If Homo sapiens were to go extinct, what would that mean from a cosmic perspective? Would some other species evolve to become technologically capable, and discover science, create art, and build civilization in our place? Ultimately, I don’t think that’s at all guaranteed. The end of Homo sapiens would therefore not merely be an unimaginable loss from our perspective; it would fundamentally change the story of the universe.
It took 200 million years for humans to evolve from the first mammals. The last common ancestor of humans and chimps was alive only 8 million years ago, and there are still hundreds of millions of years remaining (at least) until the sun’s increasing brightness renders the earth uninhabitable to human-sized animals. Given this, you might think that, if Homo sapiens went extinct and chimps survived, a technologically capable species should be able to evolve from chimps, like Planet of the Apes, in 8 million years or less. Similarly, as long as some mammals survived, even if all primates went extinct, shouldn’t we expect a technologically capable species to evolve within around 200 million years? This is a long time, but it’s still easily short enough for such evolution to occur before the earth is no longer habitable.
This argument is too quick. We don’t know how unlikely the major evolutionary transitions were, and some of them—including, potentially, the evolution of a technologically capable species—were very unlikely indeed.
This reasoning is based on the Fermi paradox: the paradox that, even though there are at least hundreds of millions of rocky habitable-zone planets in the galaxy, and even though our galaxy is 13.5 billion years old—ample time for an interstellar civilization to spread widely across it—we see no evidence of alien life. If the galaxy is so vast and so old, why is it not teeming with aliens?

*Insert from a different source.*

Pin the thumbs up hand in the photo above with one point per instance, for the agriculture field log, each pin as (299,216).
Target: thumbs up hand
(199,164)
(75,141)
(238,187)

One answer is that something about our evolutionary history was exceptionally unlikely to occur. Perhaps planets that are conducive for life are in fact extremely rare (perhaps needing to be in a safe zone in the galaxy, with plate tectonics, a large moon, and the right chemical composition), or certain steps on the path from the formation of the earth 4.5 billion years ago to the evolution of Homo sapiens were extraordinarily uncommon. Potentially improbable steps include the creation of the first replicators from inorganic matter, the evolution of simple cells into complex cells with a nucleus and mitochondria (called “eukaryotes”), the evolution of sexual reproduction, and possibly even the evolution of a species, like Homo sapiens, that is distinct from other primates by virtue of being unusually intelligent, hypercooperative, culturally evolving, and capable of speech and language. Recent research by my colleagues at the Future of Humanity Institute suggests that once we properly account for our uncertainty about just how unlikely these evolutionary transitions might be, it actually becomes not all that surprising that the universe is empty, even though it is so vast.